I still like real umps/refs. The game of Baseball is not perfect and this tech would change the feel.of the game. Imagine Earl Weaver or Billy Martin trying to argue with an ai-ump.. the need for catchers who can call a good game and frame a pitch would be a thing of the past. No Alomar or Yeager needed..

The only tweaking they should make is the pace of the game and they are working on that.
 
It's an idea that's been floated around for some time. How different would the Padre/Yankee World Series have been with this tech?

I still like real umps/refs. The game of Baseball is not perfect and this tech would change the feel.of the game. Imagine Earl Weaver or Billy Martin trying to argue with an ai-ump.. the need for catchers who can call a good game and frame a pitch would be a thing of the past. No Alomar or Yeager needed..

The only tweaking they should make is the pace of the game and they are working on that.
It may have been floated around for years, but now it appears that we have usable technology. I would like a system that doesn't call balls and strikes directly, but just lets the umpire know if the pitch crossed through the strike zone. He could still make the call himself based on other factors.

I know umpires are rated by MLB and the league offices (that's how we get the supposed best in the post-season games) but I don't know if they use the current technology to run stats on an umpire's ball and strike calls pitch by pitch.
 
It may have been floated around for years, but now it appears that we have usable technology. I would like a system that doesn't call balls and strikes directly, but just lets the umpire know if the pitch crossed through the strike zone. He could still make the call himself based on other factors.

I know umpires are rated by MLB and the league offices (that's how we get the supposed best in the post-season games) but I don't know if they use the current technology to run stats on an umpire's ball and strike calls pitch by pitch.
Yea I've thought the same thing. Give the Ump an ear piece that sends an audible tone signaling a strike. But still not a fan of that. Each ump has his zone and pitchers know that.. just not a fan of the expanded strike zone that guys like Maddox were given. Some of those strikes were six inches off the plate.
 
Yea I've thought the same thing. Give the Ump an ear piece that sends an audible tone signaling a strike. But still not a fan of that. Each ump has his zone and pitchers know that.. just not a fan of the expanded strike zone that guys like Maddox were given. Some of those strikes were six inches off the plate.
If each ump had his zone would be ok if they were consistent, but the broadcast technology shows that not to be the case.
 
Another robo-ump application might be checked-swings. As it stands now, a "swing" is defined as an "attempt" to hit the ball. There is no definition for a checked-swing. Some umpires go by the extent the hips rotate; some by the extent that the bat moves; and some just go by "feel." My proposal is that a "swing" occurs when any part of the bat enters into any area above the plate. Any robo-ump could detect that pretty easily.
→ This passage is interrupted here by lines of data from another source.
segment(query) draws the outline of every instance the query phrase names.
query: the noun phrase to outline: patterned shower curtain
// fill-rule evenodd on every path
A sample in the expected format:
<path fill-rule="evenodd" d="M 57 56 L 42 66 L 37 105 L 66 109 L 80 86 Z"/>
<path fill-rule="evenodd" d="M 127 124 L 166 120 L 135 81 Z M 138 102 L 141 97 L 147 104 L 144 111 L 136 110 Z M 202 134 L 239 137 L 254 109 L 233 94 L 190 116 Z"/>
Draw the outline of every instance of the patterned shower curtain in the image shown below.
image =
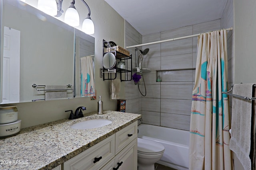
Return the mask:
<path fill-rule="evenodd" d="M 227 31 L 198 37 L 189 146 L 190 170 L 231 170 Z"/>
<path fill-rule="evenodd" d="M 90 55 L 80 58 L 81 89 L 80 97 L 95 96 L 93 57 Z"/>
In all ball-strike calls and checked-swing calls, I would have the electronic system be the correct call by default, and also have the system announce the call to the crowd. The field umpire would have the right to overrule the system.
 
Another robo-ump application might be checked-swings. As it stands now, a "swing" is defined as an "attempt" to hit the ball. There is no definition for a checked-swing. Some umpires go by the extent the hips rotate; some by the extent that the bat moves; and some just go by "feel." My proposal is that a "swing" occurs when any part of the bat enters into any area above the plate. Any robo-ump could detect that pretty easily.
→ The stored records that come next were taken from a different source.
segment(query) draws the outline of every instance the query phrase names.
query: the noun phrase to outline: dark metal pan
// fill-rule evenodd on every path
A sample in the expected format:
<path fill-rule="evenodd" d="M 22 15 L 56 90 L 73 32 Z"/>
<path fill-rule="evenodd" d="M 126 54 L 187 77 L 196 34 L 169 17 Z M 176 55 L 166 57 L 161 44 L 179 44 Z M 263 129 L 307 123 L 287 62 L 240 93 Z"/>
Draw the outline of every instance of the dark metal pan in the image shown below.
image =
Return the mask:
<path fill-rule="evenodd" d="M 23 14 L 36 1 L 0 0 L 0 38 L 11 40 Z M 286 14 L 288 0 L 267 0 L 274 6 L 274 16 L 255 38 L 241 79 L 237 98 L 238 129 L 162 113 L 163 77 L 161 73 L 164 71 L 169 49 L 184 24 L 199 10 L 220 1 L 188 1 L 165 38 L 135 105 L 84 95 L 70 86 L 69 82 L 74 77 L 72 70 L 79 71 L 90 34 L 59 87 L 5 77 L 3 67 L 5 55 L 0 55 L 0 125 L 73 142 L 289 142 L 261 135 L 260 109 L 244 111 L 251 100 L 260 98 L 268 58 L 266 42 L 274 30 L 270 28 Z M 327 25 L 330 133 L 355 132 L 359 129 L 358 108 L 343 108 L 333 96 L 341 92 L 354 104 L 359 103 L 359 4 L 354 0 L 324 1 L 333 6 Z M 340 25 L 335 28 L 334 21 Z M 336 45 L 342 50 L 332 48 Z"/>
In all ball-strike calls and checked-swing calls, I would have the electronic system be the correct call by default, and also have the system announce the call to the crowd. The field umpire would have the right to overrule the system.
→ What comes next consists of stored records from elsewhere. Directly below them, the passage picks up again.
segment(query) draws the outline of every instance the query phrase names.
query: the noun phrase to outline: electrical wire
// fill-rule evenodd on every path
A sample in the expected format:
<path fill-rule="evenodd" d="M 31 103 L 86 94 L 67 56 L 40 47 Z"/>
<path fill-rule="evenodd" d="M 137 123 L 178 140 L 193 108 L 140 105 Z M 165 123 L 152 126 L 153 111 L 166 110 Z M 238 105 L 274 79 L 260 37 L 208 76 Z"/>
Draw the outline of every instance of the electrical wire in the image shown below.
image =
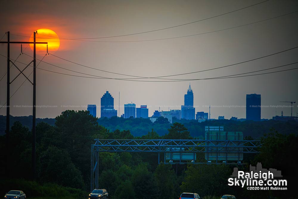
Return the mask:
<path fill-rule="evenodd" d="M 226 65 L 226 66 L 222 66 L 222 67 L 217 67 L 217 68 L 213 68 L 210 69 L 206 69 L 206 70 L 200 70 L 200 71 L 195 71 L 195 72 L 190 72 L 184 73 L 181 73 L 181 74 L 176 74 L 176 75 L 165 75 L 165 76 L 156 76 L 156 77 L 140 77 L 140 76 L 139 76 L 132 75 L 127 75 L 127 74 L 122 74 L 122 73 L 115 73 L 115 72 L 111 72 L 110 71 L 105 71 L 105 70 L 101 70 L 100 69 L 98 69 L 96 68 L 93 68 L 93 67 L 91 67 L 87 66 L 86 66 L 86 65 L 83 65 L 83 64 L 78 64 L 78 63 L 77 63 L 75 62 L 73 62 L 73 61 L 70 61 L 68 60 L 67 59 L 64 59 L 64 58 L 63 58 L 60 57 L 58 57 L 58 56 L 56 56 L 56 55 L 53 55 L 53 54 L 52 54 L 51 53 L 49 53 L 49 54 L 50 54 L 50 55 L 52 55 L 52 56 L 53 56 L 54 57 L 57 57 L 57 58 L 59 58 L 60 59 L 61 59 L 63 60 L 65 60 L 65 61 L 68 61 L 69 62 L 71 62 L 71 63 L 72 63 L 73 64 L 76 64 L 77 65 L 79 65 L 79 66 L 83 66 L 83 67 L 86 67 L 88 68 L 91 68 L 91 69 L 94 69 L 94 70 L 99 70 L 99 71 L 103 71 L 103 72 L 108 72 L 108 73 L 113 73 L 113 74 L 117 74 L 117 75 L 124 75 L 124 76 L 131 76 L 131 77 L 135 77 L 139 78 L 125 78 L 125 79 L 167 79 L 167 80 L 181 80 L 181 79 L 171 79 L 171 78 L 161 78 L 167 77 L 171 77 L 171 76 L 178 76 L 178 75 L 187 75 L 187 74 L 193 74 L 193 73 L 198 73 L 198 72 L 205 72 L 205 71 L 209 71 L 209 70 L 215 70 L 218 69 L 220 69 L 220 68 L 225 68 L 225 67 L 230 67 L 230 66 L 234 66 L 234 65 L 238 65 L 238 64 L 243 64 L 243 63 L 246 63 L 246 62 L 248 62 L 249 61 L 253 61 L 257 60 L 259 59 L 261 59 L 261 58 L 265 58 L 265 57 L 269 57 L 269 56 L 272 56 L 273 55 L 276 55 L 277 54 L 279 54 L 279 53 L 283 53 L 284 52 L 286 52 L 287 51 L 289 51 L 289 50 L 292 50 L 293 49 L 295 49 L 296 48 L 298 48 L 298 46 L 296 46 L 296 47 L 294 47 L 293 48 L 291 48 L 288 49 L 287 49 L 287 50 L 283 50 L 283 51 L 281 51 L 277 52 L 277 53 L 273 53 L 273 54 L 270 54 L 270 55 L 267 55 L 264 56 L 262 56 L 262 57 L 258 57 L 258 58 L 255 58 L 254 59 L 250 59 L 250 60 L 247 60 L 247 61 L 242 61 L 242 62 L 238 62 L 238 63 L 235 63 L 235 64 L 230 64 L 230 65 Z M 122 79 L 124 79 L 124 78 L 122 78 Z M 184 79 L 182 79 L 182 80 L 184 80 Z"/>
<path fill-rule="evenodd" d="M 290 14 L 293 14 L 294 13 L 297 13 L 297 12 L 298 12 L 298 11 L 294 11 L 294 12 L 291 12 L 291 13 L 287 13 L 286 14 L 283 14 L 283 15 L 279 15 L 279 16 L 276 16 L 276 17 L 272 17 L 271 18 L 270 18 L 266 19 L 264 19 L 263 20 L 261 20 L 261 21 L 255 21 L 255 22 L 253 22 L 249 23 L 248 23 L 248 24 L 243 24 L 243 25 L 240 25 L 237 26 L 234 26 L 234 27 L 229 27 L 229 28 L 225 28 L 225 29 L 221 29 L 221 30 L 214 30 L 214 31 L 209 31 L 209 32 L 205 32 L 205 33 L 198 33 L 198 34 L 193 34 L 193 35 L 186 35 L 186 36 L 178 36 L 178 37 L 173 37 L 167 38 L 160 38 L 160 39 L 148 39 L 148 40 L 132 40 L 132 41 L 89 41 L 89 40 L 81 40 L 81 39 L 66 39 L 66 38 L 60 38 L 60 39 L 61 39 L 61 40 L 66 39 L 66 40 L 73 40 L 73 41 L 88 41 L 88 42 L 107 42 L 107 43 L 125 43 L 125 42 L 143 42 L 143 41 L 158 41 L 158 40 L 167 40 L 167 39 L 176 39 L 176 38 L 184 38 L 184 37 L 191 37 L 191 36 L 197 36 L 197 35 L 203 35 L 203 34 L 208 34 L 208 33 L 215 33 L 215 32 L 219 32 L 219 31 L 223 31 L 223 30 L 230 30 L 230 29 L 233 29 L 233 28 L 238 28 L 238 27 L 243 27 L 243 26 L 247 26 L 247 25 L 251 25 L 251 24 L 256 24 L 256 23 L 260 23 L 260 22 L 263 22 L 263 21 L 268 21 L 268 20 L 270 20 L 271 19 L 272 19 L 276 18 L 279 18 L 279 17 L 282 17 L 282 16 L 285 16 L 286 15 L 290 15 Z M 16 34 L 12 34 L 12 35 L 15 35 L 15 36 L 21 36 L 21 37 L 30 37 L 30 38 L 32 38 L 32 37 L 31 37 L 30 36 L 24 36 L 24 35 L 16 35 Z M 53 39 L 53 38 L 43 38 L 43 37 L 37 37 L 36 38 L 39 38 L 47 39 Z M 55 39 L 57 39 L 55 38 Z"/>
<path fill-rule="evenodd" d="M 287 65 L 291 65 L 291 64 L 296 64 L 296 63 L 298 63 L 298 62 L 295 62 L 294 63 L 292 63 L 292 64 L 286 64 L 285 65 L 283 65 L 283 66 L 279 66 L 279 67 L 274 67 L 274 68 L 277 68 L 277 67 L 283 67 L 283 66 L 287 66 Z M 71 75 L 71 74 L 66 74 L 66 73 L 62 73 L 59 72 L 54 72 L 54 71 L 50 71 L 50 70 L 46 70 L 46 69 L 42 69 L 42 68 L 38 68 L 38 69 L 40 69 L 40 70 L 45 70 L 46 71 L 48 71 L 48 72 L 54 72 L 54 73 L 58 73 L 58 74 L 62 74 L 62 75 L 69 75 L 69 76 L 74 76 L 74 77 L 83 77 L 83 78 L 95 78 L 95 79 L 102 79 L 103 78 L 100 78 L 93 77 L 86 77 L 86 76 L 79 76 L 79 75 Z M 265 70 L 269 70 L 269 69 L 265 69 Z M 125 80 L 125 81 L 142 81 L 142 82 L 173 82 L 173 81 L 194 81 L 201 80 L 218 79 L 228 79 L 228 78 L 238 78 L 238 77 L 248 77 L 248 76 L 254 76 L 257 75 L 264 75 L 264 74 L 269 74 L 272 73 L 276 73 L 276 72 L 283 72 L 283 71 L 288 71 L 288 70 L 294 70 L 297 69 L 298 69 L 298 67 L 297 67 L 297 68 L 294 68 L 291 69 L 287 69 L 287 70 L 280 70 L 280 71 L 274 71 L 274 72 L 266 72 L 266 73 L 259 73 L 259 74 L 253 74 L 253 75 L 243 75 L 243 76 L 236 76 L 236 77 L 231 77 L 231 76 L 232 76 L 232 75 L 229 75 L 228 76 L 223 76 L 223 77 L 217 77 L 217 78 L 203 78 L 203 79 L 192 79 L 180 80 L 172 80 L 172 81 L 145 81 L 145 80 L 132 80 L 124 79 L 116 79 L 116 80 Z M 252 71 L 252 72 L 249 72 L 246 73 L 252 73 L 252 72 L 256 72 L 256 71 Z M 245 73 L 243 73 L 243 74 L 245 74 Z M 235 75 L 239 75 L 239 74 L 235 74 L 235 75 L 235 75 Z"/>
<path fill-rule="evenodd" d="M 5 57 L 5 56 L 4 55 L 1 55 L 1 54 L 0 54 L 0 55 L 1 55 L 1 56 L 4 56 L 4 57 Z M 40 62 L 40 63 L 42 61 L 42 60 L 41 60 L 41 61 Z M 20 62 L 19 61 L 18 61 L 18 62 L 19 62 L 19 63 L 21 63 L 21 64 L 24 64 L 24 63 L 22 63 L 21 62 Z M 227 76 L 220 76 L 220 77 L 214 77 L 214 78 L 201 78 L 201 79 L 187 79 L 187 80 L 185 80 L 185 79 L 184 79 L 184 80 L 180 80 L 166 81 L 145 81 L 145 80 L 130 80 L 130 79 L 118 79 L 118 78 L 102 78 L 102 77 L 98 78 L 98 77 L 86 77 L 86 76 L 79 76 L 79 75 L 71 75 L 71 74 L 66 74 L 66 73 L 60 73 L 60 72 L 55 72 L 55 71 L 52 71 L 49 70 L 46 70 L 46 69 L 42 69 L 42 68 L 38 68 L 38 69 L 40 69 L 40 70 L 45 70 L 46 71 L 48 71 L 48 72 L 54 72 L 54 73 L 57 73 L 61 74 L 62 74 L 62 75 L 69 75 L 69 76 L 75 76 L 75 77 L 80 77 L 86 78 L 96 78 L 96 79 L 103 79 L 103 79 L 108 79 L 108 78 L 109 78 L 109 79 L 115 79 L 115 80 L 125 80 L 125 81 L 143 81 L 143 82 L 172 82 L 172 81 L 195 81 L 195 80 L 207 80 L 207 79 L 226 79 L 226 78 L 236 78 L 236 77 L 246 77 L 246 76 L 254 76 L 255 75 L 262 75 L 262 74 L 270 74 L 270 73 L 274 73 L 274 72 L 283 72 L 283 71 L 288 71 L 288 70 L 294 70 L 294 69 L 297 69 L 297 68 L 294 68 L 294 69 L 288 69 L 288 70 L 281 70 L 281 71 L 275 71 L 275 72 L 269 72 L 264 73 L 260 73 L 260 74 L 255 74 L 252 75 L 244 75 L 244 76 L 236 76 L 236 77 L 235 77 L 235 76 L 234 77 L 232 77 L 232 76 L 236 76 L 236 75 L 243 75 L 243 74 L 248 74 L 248 73 L 253 73 L 253 72 L 260 72 L 260 71 L 264 71 L 264 70 L 270 70 L 270 69 L 274 69 L 274 68 L 277 68 L 281 67 L 284 67 L 284 66 L 288 66 L 288 65 L 292 65 L 292 64 L 297 64 L 297 63 L 298 63 L 298 62 L 294 62 L 294 63 L 291 63 L 291 64 L 285 64 L 285 65 L 282 65 L 282 66 L 278 66 L 278 67 L 272 67 L 272 68 L 268 68 L 268 69 L 263 69 L 263 70 L 259 70 L 255 71 L 252 71 L 252 72 L 245 72 L 245 73 L 239 73 L 239 74 L 236 74 L 233 75 L 227 75 Z M 33 67 L 32 66 L 30 66 L 30 66 L 31 66 L 31 67 Z M 76 71 L 74 71 L 74 72 L 77 72 Z M 88 74 L 88 75 L 91 75 Z"/>
<path fill-rule="evenodd" d="M 159 31 L 160 30 L 166 30 L 166 29 L 170 29 L 170 28 L 176 28 L 176 27 L 179 27 L 180 26 L 184 26 L 184 25 L 188 25 L 189 24 L 193 24 L 194 23 L 197 23 L 197 22 L 200 22 L 200 21 L 204 21 L 204 20 L 207 20 L 207 19 L 212 19 L 212 18 L 215 18 L 215 17 L 218 17 L 220 16 L 222 16 L 223 15 L 225 15 L 227 14 L 228 14 L 232 13 L 234 13 L 234 12 L 237 12 L 237 11 L 239 11 L 239 10 L 243 10 L 244 9 L 245 9 L 246 8 L 249 8 L 249 7 L 252 7 L 252 6 L 254 6 L 255 5 L 258 5 L 259 4 L 261 4 L 263 3 L 265 3 L 265 2 L 266 2 L 267 1 L 269 1 L 270 0 L 266 0 L 266 1 L 262 1 L 261 2 L 259 2 L 259 3 L 256 3 L 256 4 L 253 4 L 252 5 L 251 5 L 249 6 L 246 6 L 246 7 L 243 7 L 243 8 L 240 8 L 239 9 L 238 9 L 237 10 L 233 10 L 232 11 L 230 11 L 230 12 L 227 12 L 227 13 L 224 13 L 223 14 L 220 14 L 220 15 L 216 15 L 215 16 L 212 16 L 212 17 L 208 17 L 208 18 L 206 18 L 202 19 L 201 19 L 201 20 L 198 20 L 198 21 L 193 21 L 193 22 L 189 22 L 189 23 L 186 23 L 186 24 L 181 24 L 180 25 L 176 25 L 176 26 L 171 26 L 171 27 L 166 27 L 166 28 L 161 28 L 160 29 L 157 29 L 157 30 L 150 30 L 150 31 L 145 31 L 145 32 L 140 32 L 137 33 L 133 33 L 130 34 L 126 34 L 126 35 L 117 35 L 117 36 L 107 36 L 107 37 L 94 37 L 94 38 L 62 38 L 62 39 L 63 39 L 71 40 L 80 40 L 80 39 L 102 39 L 102 38 L 113 38 L 113 37 L 123 37 L 123 36 L 130 36 L 130 35 L 138 35 L 138 34 L 143 34 L 143 33 L 151 33 L 151 32 L 156 32 L 156 31 Z M 54 37 L 54 36 L 51 36 L 51 37 L 55 37 L 55 38 L 58 38 L 58 37 Z"/>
A ball that bounces before entering the strike zone is a ball by rule, unless the batter swings at it, unless it is a foul ball and the batter already has 2 strikes.
 
If each ump had his zone would be ok if they were consistent, but the broadcast technology shows that not to be the case.
Yea that doesn't work. Having different strike zones isn't a fix. It's having different strike zones that is the reason they are looking at ai umps. But another poster mentioned how much of an offensive explosion there will be if pitchers don't get any calls of the black..and I agree. That's why any type of ai will need to include a top view of where the ball crosses the plate.